Bianca sinis menatapku, “Pernah dalam pikiran kamu terbesit untuk apa aku melakukan itu? Pernah dalam pikiran kamu, akan ada perempuan yang hadir dalam hidupmu seperti sosokku? Apa pernah dalam pikiranmu kamu ingin membahagiakan aku? Pernah?”

Tamparan telak untuk kedua kali.

Aku mematung mendengar balasan Bianca. Bercermin pada diri sendiri. Ah, Bianca memang perempuan yang selalu memberikan kejutan dalam hidupku. Aku menyayanginya, namun melalui percakapan berat ini, rasanya yang dia tanyakan memang belum kupikirkan jawabannya. Boro-boro untuk menjawab, pertanyaan yang ia lontarkan pun tak terbersit dalam pikiranku. Lelaki macam apa aku ini yang tega menawarkan segelas teh tawar untuk kehidupannya. Tidak ada rasa manis, hanya tawar, apa bisa memberikan kebahagiaan seperti yang dia inginkan?

Aku belum berani menatap matanya. Sungguh, jika ada tombol undo dalam kehidupan akan kugunakan untuk menghapus seluruh percakapan ini.

“Bima!” Bianca mencari kedua bola mataku. Mengangkat daguku agar pandang kita bisa saling beradu. Matanya sedikit berair, aku yakin dia sedang menahan tangis karena aku. Dasar cengeng!

Aku menatapnya, “Aku punya cinta buat kamu!”

Ha-ha-ha—lagi—betapa tololnya aku ini.

Bullshit! Memangnya yang aku butuh cuma cinta?!” Bianca bertanya sambil mendengakkan kepala ke langit, mengusap pipinya yang basah. “Egois kamu!” tukasnya sambil memukul dadaku dengan tasnya.

Lalu, Bianca pergi meninggalkan percakapan yang kubiarkan mengambang di udara dan memenuhi sesak di hati. Pikiranku mulai jenuh dengan semua kebodohan yang telah kuberikan untuknya. Sejak hari itu, satu-satunya yang masih setia bersamaku hanya segelas teh. Tanpa gula. Tanpa Bianca. Rasanya tawar begitu saja.

***

Pagi ini, aku terkulai lemas di atas kasur dengan sprei yang berantakan. Sepi dan dingin. Sudah kubilang, sarapanku pagi hari adalah teh tawar, yang kantung tehnya pun bekas alias sudah kupakai sore kemarin―juga tidak ada gula. Tapi, aku punya sebotol anggur, yang isinya paling hanya tersisa dua gelas lagi.
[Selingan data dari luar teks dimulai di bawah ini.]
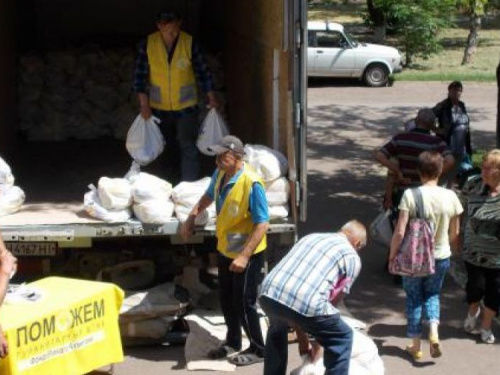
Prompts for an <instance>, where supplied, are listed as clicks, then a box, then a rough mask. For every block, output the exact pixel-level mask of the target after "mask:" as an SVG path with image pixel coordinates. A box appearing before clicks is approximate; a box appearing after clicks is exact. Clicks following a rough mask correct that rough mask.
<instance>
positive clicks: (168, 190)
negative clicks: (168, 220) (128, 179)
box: [129, 172, 172, 203]
mask: <svg viewBox="0 0 500 375" xmlns="http://www.w3.org/2000/svg"><path fill="white" fill-rule="evenodd" d="M129 181H130V182H131V183H132V197H133V200H134V202H135V203H143V202H146V201H148V200H152V199H155V200H156V199H157V200H160V199H161V200H165V201H167V200H169V199H170V196H171V195H172V184H171V183H169V182H167V181H165V180H162V179H161V178H159V177H156V176H153V175H152V174H149V173H145V172H140V173H138V174H136V175H134V176H131V177H130V178H129Z"/></svg>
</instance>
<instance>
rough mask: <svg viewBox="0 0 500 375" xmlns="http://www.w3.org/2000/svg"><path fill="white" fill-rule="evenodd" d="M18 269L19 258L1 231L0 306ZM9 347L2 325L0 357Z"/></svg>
mask: <svg viewBox="0 0 500 375" xmlns="http://www.w3.org/2000/svg"><path fill="white" fill-rule="evenodd" d="M16 270H17V259H16V258H15V257H14V256H13V255H12V253H11V252H10V251H8V250H7V248H6V247H5V244H4V242H3V240H2V234H1V233H0V306H1V305H2V303H3V300H4V298H5V294H7V287H8V286H9V280H10V278H11V277H12V275H13V274H14V273H15V272H16ZM8 349H9V348H8V346H7V340H6V339H5V336H4V334H3V331H2V327H1V326H0V358H4V357H5V356H6V355H7V354H9V350H8Z"/></svg>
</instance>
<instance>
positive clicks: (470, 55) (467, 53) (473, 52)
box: [462, 12, 481, 65]
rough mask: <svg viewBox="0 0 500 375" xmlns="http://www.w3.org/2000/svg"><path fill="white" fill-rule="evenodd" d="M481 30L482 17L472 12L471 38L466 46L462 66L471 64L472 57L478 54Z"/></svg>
mask: <svg viewBox="0 0 500 375" xmlns="http://www.w3.org/2000/svg"><path fill="white" fill-rule="evenodd" d="M480 28H481V17H480V16H479V15H478V14H477V13H476V12H472V13H471V15H470V26H469V36H468V37H467V44H466V46H465V51H464V58H463V59H462V65H466V64H468V63H470V62H471V60H472V56H473V55H474V52H476V47H477V37H478V31H479V29H480Z"/></svg>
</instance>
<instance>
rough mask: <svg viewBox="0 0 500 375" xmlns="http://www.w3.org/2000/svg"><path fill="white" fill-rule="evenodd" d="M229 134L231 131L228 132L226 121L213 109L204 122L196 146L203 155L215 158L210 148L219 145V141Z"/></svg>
mask: <svg viewBox="0 0 500 375" xmlns="http://www.w3.org/2000/svg"><path fill="white" fill-rule="evenodd" d="M228 134H229V131H228V130H227V127H226V123H225V122H224V119H223V118H222V116H221V115H220V113H219V112H217V110H216V109H215V108H212V109H211V110H210V111H208V113H207V115H206V117H205V119H204V120H203V124H202V125H201V129H200V135H199V136H198V140H197V142H196V146H198V150H200V152H201V153H202V154H205V155H209V156H213V155H215V154H214V153H213V152H211V151H208V148H209V147H210V146H213V145H215V144H217V143H219V141H220V140H221V139H222V138H224V136H226V135H228Z"/></svg>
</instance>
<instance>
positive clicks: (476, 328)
mask: <svg viewBox="0 0 500 375" xmlns="http://www.w3.org/2000/svg"><path fill="white" fill-rule="evenodd" d="M480 312H481V311H480V309H477V313H476V315H475V316H470V315H469V314H468V313H467V318H465V320H464V331H465V332H467V333H472V334H478V333H479V330H478V329H477V318H478V317H479V314H480Z"/></svg>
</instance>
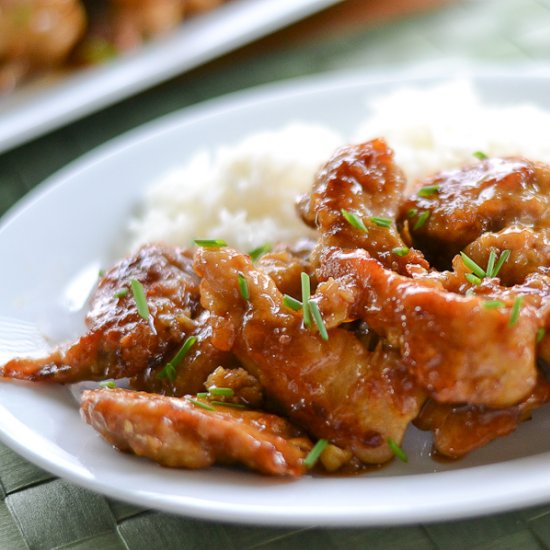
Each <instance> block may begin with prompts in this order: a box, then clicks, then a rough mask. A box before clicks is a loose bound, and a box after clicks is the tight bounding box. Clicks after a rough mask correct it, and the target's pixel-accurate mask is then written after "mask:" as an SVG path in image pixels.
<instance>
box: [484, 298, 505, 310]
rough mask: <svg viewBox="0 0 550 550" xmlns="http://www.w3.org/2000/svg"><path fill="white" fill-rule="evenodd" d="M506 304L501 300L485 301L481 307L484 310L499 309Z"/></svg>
mask: <svg viewBox="0 0 550 550" xmlns="http://www.w3.org/2000/svg"><path fill="white" fill-rule="evenodd" d="M505 305H506V304H505V303H504V302H502V301H501V300H487V301H485V302H483V307H484V308H486V309H499V308H501V307H504V306H505Z"/></svg>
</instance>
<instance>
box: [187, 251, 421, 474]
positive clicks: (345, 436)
mask: <svg viewBox="0 0 550 550" xmlns="http://www.w3.org/2000/svg"><path fill="white" fill-rule="evenodd" d="M195 270H196V271H197V273H198V274H199V275H200V276H201V277H203V279H202V282H201V303H202V304H203V306H204V307H205V308H206V309H208V310H209V311H210V312H211V314H212V319H213V321H214V323H215V328H214V334H213V338H212V342H213V343H214V345H216V346H217V347H219V348H220V349H221V350H232V351H233V353H235V355H236V356H237V357H238V358H239V360H240V361H241V363H242V365H243V367H244V368H246V369H247V370H248V371H249V372H250V373H251V374H253V375H254V376H255V377H256V378H257V379H258V380H259V381H260V384H261V385H262V387H263V388H264V392H265V395H266V398H268V399H269V400H270V401H271V402H273V404H274V405H275V406H277V408H278V410H280V411H281V412H282V413H283V414H284V415H285V416H288V417H289V418H290V419H291V421H293V422H296V423H298V424H299V425H301V426H303V427H304V428H305V429H307V430H308V432H309V433H310V434H312V435H313V436H315V437H316V438H326V439H328V440H329V441H330V442H331V443H332V444H334V445H336V446H337V447H339V448H341V449H343V450H345V451H351V453H353V455H355V456H356V457H357V458H359V460H361V461H362V462H366V463H382V462H385V461H387V460H389V459H391V458H392V457H393V453H392V450H391V449H390V447H389V445H388V439H392V440H394V441H395V442H397V443H399V442H400V441H401V439H402V437H403V433H404V431H405V429H406V427H407V425H408V423H409V422H410V421H411V420H412V419H413V418H414V417H415V416H416V415H417V413H418V410H419V408H420V406H421V404H422V402H423V399H424V395H423V392H422V391H420V390H419V389H418V388H417V386H416V385H415V383H414V382H413V380H412V378H411V377H410V376H409V374H408V372H407V369H406V367H405V366H404V364H403V363H402V361H401V358H400V355H399V354H398V353H396V352H395V351H394V350H392V349H388V348H383V347H378V348H377V349H376V350H375V351H374V352H369V351H368V349H367V348H366V347H365V346H364V345H363V344H362V343H361V342H360V340H359V339H358V338H357V337H356V336H355V335H354V334H353V333H352V332H350V331H348V330H345V329H342V328H333V329H331V330H329V331H328V340H324V339H323V338H322V337H321V336H320V335H319V334H318V333H317V331H316V330H315V329H314V328H313V327H311V328H308V327H304V326H303V324H302V314H301V312H296V311H294V310H292V309H290V308H288V307H287V306H285V305H284V303H283V295H282V294H281V292H280V291H279V290H278V289H277V287H276V285H275V283H274V282H273V281H272V280H271V279H270V278H269V277H268V276H267V275H266V274H265V273H263V272H262V271H261V270H258V269H255V268H254V266H253V265H252V262H251V261H250V258H249V257H248V256H246V255H244V254H240V253H238V252H236V251H233V250H231V249H229V248H221V249H213V248H203V249H199V250H198V251H197V252H196V255H195ZM239 274H241V277H244V279H245V280H246V284H247V288H248V292H249V299H248V300H245V299H244V298H243V297H242V296H241V294H240V292H239Z"/></svg>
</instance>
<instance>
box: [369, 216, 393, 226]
mask: <svg viewBox="0 0 550 550" xmlns="http://www.w3.org/2000/svg"><path fill="white" fill-rule="evenodd" d="M370 221H371V222H372V223H373V224H375V225H377V226H378V227H391V224H392V221H391V219H390V218H379V217H378V216H373V217H372V218H371V219H370Z"/></svg>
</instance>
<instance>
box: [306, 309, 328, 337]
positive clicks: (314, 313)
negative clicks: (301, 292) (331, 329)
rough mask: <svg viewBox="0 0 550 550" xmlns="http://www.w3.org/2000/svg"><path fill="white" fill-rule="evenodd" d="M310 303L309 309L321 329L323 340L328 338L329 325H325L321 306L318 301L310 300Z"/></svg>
mask: <svg viewBox="0 0 550 550" xmlns="http://www.w3.org/2000/svg"><path fill="white" fill-rule="evenodd" d="M308 304H309V309H310V310H311V314H312V315H313V320H314V321H315V324H316V325H317V328H318V329H319V334H320V335H321V338H322V339H323V340H328V332H327V327H326V326H325V323H324V321H323V318H322V317H321V312H320V311H319V306H318V305H317V302H314V301H313V300H309V302H308Z"/></svg>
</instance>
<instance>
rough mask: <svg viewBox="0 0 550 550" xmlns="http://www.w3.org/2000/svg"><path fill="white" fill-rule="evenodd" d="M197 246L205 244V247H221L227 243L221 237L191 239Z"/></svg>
mask: <svg viewBox="0 0 550 550" xmlns="http://www.w3.org/2000/svg"><path fill="white" fill-rule="evenodd" d="M193 242H194V243H195V244H196V245H197V246H205V247H207V248H221V247H222V246H227V243H226V242H225V241H224V240H222V239H195V240H194V241H193Z"/></svg>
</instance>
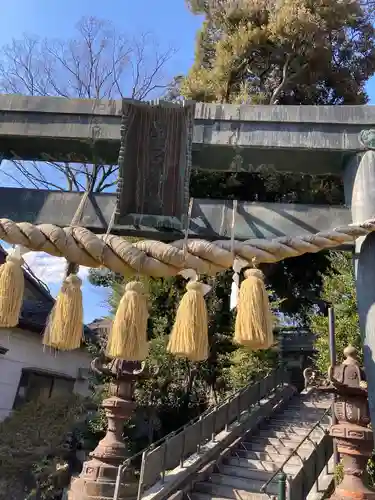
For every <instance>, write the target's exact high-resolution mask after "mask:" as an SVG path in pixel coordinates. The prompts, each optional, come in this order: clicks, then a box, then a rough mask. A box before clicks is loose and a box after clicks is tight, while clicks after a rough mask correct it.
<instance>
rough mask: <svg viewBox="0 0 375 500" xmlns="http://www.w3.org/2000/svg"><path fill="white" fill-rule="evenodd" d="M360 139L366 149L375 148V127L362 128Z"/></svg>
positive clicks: (370, 149)
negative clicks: (366, 128)
mask: <svg viewBox="0 0 375 500" xmlns="http://www.w3.org/2000/svg"><path fill="white" fill-rule="evenodd" d="M359 141H360V143H361V144H362V146H363V147H364V148H365V149H369V150H375V129H373V128H370V129H368V130H362V131H361V132H360V134H359Z"/></svg>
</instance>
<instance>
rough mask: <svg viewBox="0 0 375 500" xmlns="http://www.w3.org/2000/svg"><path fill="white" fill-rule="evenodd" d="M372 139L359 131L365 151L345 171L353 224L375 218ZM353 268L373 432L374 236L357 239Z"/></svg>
mask: <svg viewBox="0 0 375 500" xmlns="http://www.w3.org/2000/svg"><path fill="white" fill-rule="evenodd" d="M372 137H373V139H372V140H373V141H374V139H375V132H374V133H373V134H371V131H364V132H362V134H361V140H362V143H363V145H364V146H365V147H366V149H367V151H365V152H364V153H358V154H357V155H356V156H355V157H352V158H350V159H349V161H348V162H347V164H346V166H345V170H344V188H345V198H346V203H347V205H348V206H349V207H350V208H351V213H352V220H353V222H364V221H365V220H368V219H373V218H375V151H372V150H370V147H371V146H372V145H371V142H370V140H371V138H372ZM373 146H375V143H374V144H373ZM354 268H355V277H356V289H357V304H358V314H359V324H360V329H361V335H362V341H363V354H364V366H365V372H366V378H367V380H368V398H369V407H370V416H371V422H372V426H373V429H375V233H370V234H369V235H367V236H365V237H360V238H358V239H357V241H356V244H355V253H354Z"/></svg>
Pikiranku terbang tidak terkendali. Hatiku kehilangan pijakan, tidak terkontrol dan berdebar-debar. Aku menenggak satu gelas anggur lagi, aku ingin memusnahkan kepenatanku sejenak. Kutengok perempuan di sebelahku, ia masih tertidur pulas hanya dengan tertutup sehelai selimut. Aku tersenyum pagi ini, sebab bisa memusnahkan kepenatanku selamanya―bersamanya.

Sebatang rokok kuambil dan kunyalakan korek. Kuhisap dalam-dalam agar sesak ikut mengepul dalam asap rokokku dan terbawa keluar dari hatiku. Belum tiga menit aku menyesap habis rokokku, ia mengigau, “Mas, aku nggak bisa napas karena rokokmu!"

Aku tersenyum mendengar suaranya yang serak dan manja. Lucu.

Kuperhatikan tubuhnya bergeser menjauhiku. Membelakangiku dan mengurung wajahnya dengan selimut agar asapnya tidak terhirup olehnya. Aku semakin geli, semakin kumainkan asap rokokku menuju dirinya. Beberapa kali sampai ia batuk-batuk. Biarkan saja, biarkan ia merasakan penatku sekali-kali.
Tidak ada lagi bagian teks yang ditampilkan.